Niedlich sieht sie aus, die kleine graue Box mit den drei Knöpfen. Die "Playstation Classic" passt in eine Hand, sonst ähnelt sie dem deutlich größeren Original - der ersten Playstation von 1994. Entwickler Sony hat das Gehäuse detailgetreu nachgebaut, im Innern treiben natürlich moderne Komponenten die Retro-Konsole an.

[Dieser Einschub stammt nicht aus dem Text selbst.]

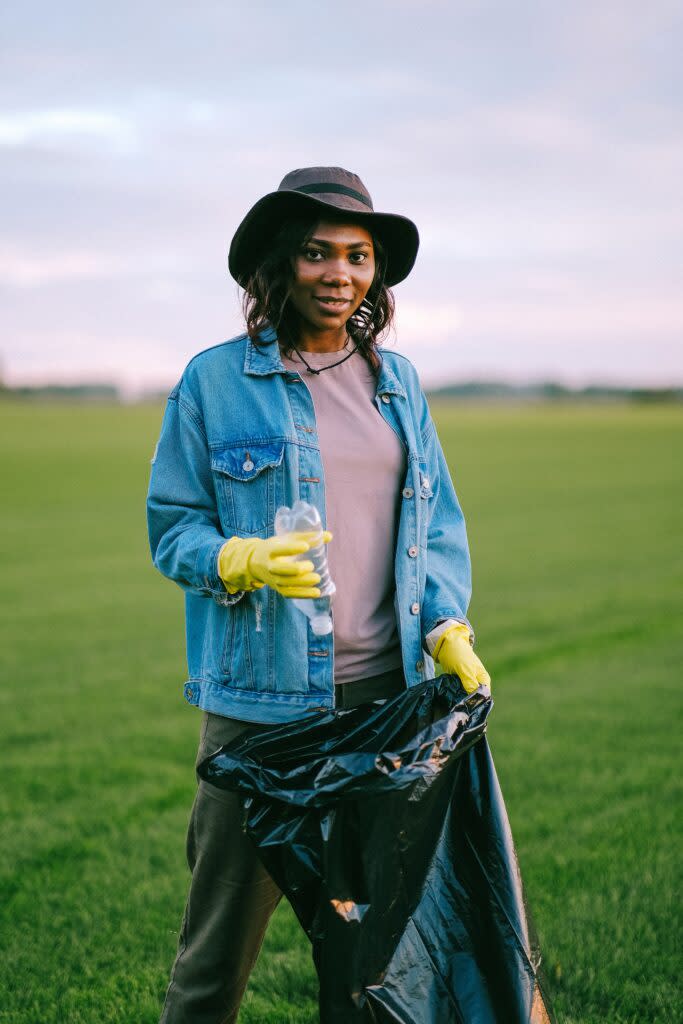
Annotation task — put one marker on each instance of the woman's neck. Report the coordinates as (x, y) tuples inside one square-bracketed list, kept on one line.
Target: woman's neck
[(322, 341)]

Vor knapp 25 Jahren war die Playstation eine Revolution. Die Konsole markiert den Start der 3D-Ära im Gaming. Spiele wie "Tomb Raider", "Resident Evil" und "Gran Turismo", deren Fortsetzungen zwei Jahrzehnte später noch auf den nachfolgenden Konsolen-Generationen erscheinen, wurden durch die Playstation geprägt und prägten ihrerseits viele Spieler und Spiele. Die Folge: Viele heute erwachsene Gamer blicken nostalgisch zurück, Retro-Gaming liegt schon seit Jahren im Trend. Der japanische Spieleentwickler Nintendo hatte mit seinen Neuauflagen der noch älteren Konsolen NES und SNES in den vergangenen beiden Jahren große Erfolge. Für Sony ist es also als ein logischer Schritt, die Kult-Konsole in einer überholten Form neu aufzulegen.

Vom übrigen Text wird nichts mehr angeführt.